Con il secondo motivo si denuncia violazione della L. n. 724 del 1994, art. 6, L. n. 537 del 1993, art. 6, L. della Regione Abruzzo n. 549 del 1995, art. 2, e L. n. 241 del 1990, art. 19, ai sensi dell’art. 360 c.p.c., n. 3. Osserva la ricorrente che l’errore in cui è incorso il giudice di merito è l’aver considerato le prestazioni erogate come ambulatoriali, e non domiciliari, quali effettivamente erano, non trovando applicazione per queste le disposizione richiamate dal giudice di appello.

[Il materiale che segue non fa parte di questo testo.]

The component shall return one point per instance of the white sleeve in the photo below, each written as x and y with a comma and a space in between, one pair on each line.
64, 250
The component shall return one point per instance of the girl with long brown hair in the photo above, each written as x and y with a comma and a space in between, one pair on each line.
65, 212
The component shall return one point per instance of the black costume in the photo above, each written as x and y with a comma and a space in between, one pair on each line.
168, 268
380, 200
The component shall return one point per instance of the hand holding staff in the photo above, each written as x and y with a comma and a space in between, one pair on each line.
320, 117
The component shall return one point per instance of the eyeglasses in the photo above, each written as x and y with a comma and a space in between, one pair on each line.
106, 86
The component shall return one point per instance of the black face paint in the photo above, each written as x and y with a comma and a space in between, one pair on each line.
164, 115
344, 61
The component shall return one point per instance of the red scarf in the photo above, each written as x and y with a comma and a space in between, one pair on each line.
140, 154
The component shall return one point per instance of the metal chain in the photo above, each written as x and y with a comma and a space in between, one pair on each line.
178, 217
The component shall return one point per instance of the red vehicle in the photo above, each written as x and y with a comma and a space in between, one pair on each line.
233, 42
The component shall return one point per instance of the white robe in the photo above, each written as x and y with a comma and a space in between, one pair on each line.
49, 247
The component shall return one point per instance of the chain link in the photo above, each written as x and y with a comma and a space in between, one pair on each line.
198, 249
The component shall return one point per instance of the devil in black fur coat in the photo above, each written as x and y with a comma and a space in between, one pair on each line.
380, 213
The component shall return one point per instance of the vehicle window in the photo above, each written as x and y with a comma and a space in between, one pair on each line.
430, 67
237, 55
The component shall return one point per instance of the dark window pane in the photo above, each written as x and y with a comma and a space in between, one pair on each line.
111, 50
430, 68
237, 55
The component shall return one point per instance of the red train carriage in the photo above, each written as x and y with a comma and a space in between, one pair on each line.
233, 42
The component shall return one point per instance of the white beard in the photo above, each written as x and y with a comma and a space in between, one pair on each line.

Il motivo è inammissibile. La deduzione con la quale si contesti al giudice del merito non di non aver correttamente individuato la norma regolatrice della questione controversa o di averla applicata in difformità dal suo contenuto precettivo, bensì di avere o non avere erroneamente ravvisato, nella situazione di fatto in concreto accertata, la ricorrenza degli elementi costitutivi d’una determinata fattispecie normativamente regolata, è inammissibile come censura ai sensi dell’art. 360, n. 3, giacchè tale valutazione non comporta un giudizio di diritto ma un giudizio di fatto, da impugnarsi, se del caso, sotto il profilo del vizio di motivazione (Cass. 30 marzo 2005, n. 6653; 29 aprile 2002, n. 6224).”;

che sono seguite le rituali comunicazioni e notificazioni;

considerato che il Collegio condivide la proposta di decisione contenuta nella relazione del consigliere relatore, con la precisazione, con riferimento al secondo motivo, che la censura non coglie la ratio decidendi perchè resta estraneo all’impugnazione l’accertamento del giudice di merito secondo cui il Centro Santa Lucia non era convenzionato, ma titolare di un contratto di natura privatistica con la ex USL di Avezzano;

che pertanto il ricorso deve essere dichiarato inammissibile;

che le spese del giudizio di cassazione, liquidate come in dispositivo, seguono la soccombenza;

che poichè il ricorso è stato proposto successivamente al 30 gennaio 2013 e viene rigettato, sussistono le condizioni per dare atto, ai sensi della L. 24 dicembre 2012, n. 228, art. 1, comma 17, che ha aggiunto il testo unico di cui al D.P.R. 30 maggio 2002, n. 115, art. 13, comma 1 – quater, della sussistenza dell’obbligo di versamento, da parte della ricorrente, dell’ulteriore importo a titolo di contributo unificato pari a quello dovuto per la stessa impugnazione;

PQM

la Corte dichiara inammissibile il ricorso e condanna la parte ricorrente al rimborso delle spese processuali che liquida in Euro 5.800,00 per compenso, di cui Euro 200,00 per esborsi, oltre spese generali e oneri di legge;

ai sensi del D.P.R. n. 115 del 2002, art. 13, comma 1 – quater, inserito dalla L. n. 228 del 2012, art. 1, comma 17, dichiara la sussistenza dei presupposti per il versamento, da parte della parte ricorrente, dell’ulteriore importo a titolo di contributo unificato pari a quello dovuto per il ricorso, a norma dello stesso art. 13, comma 1 – bis.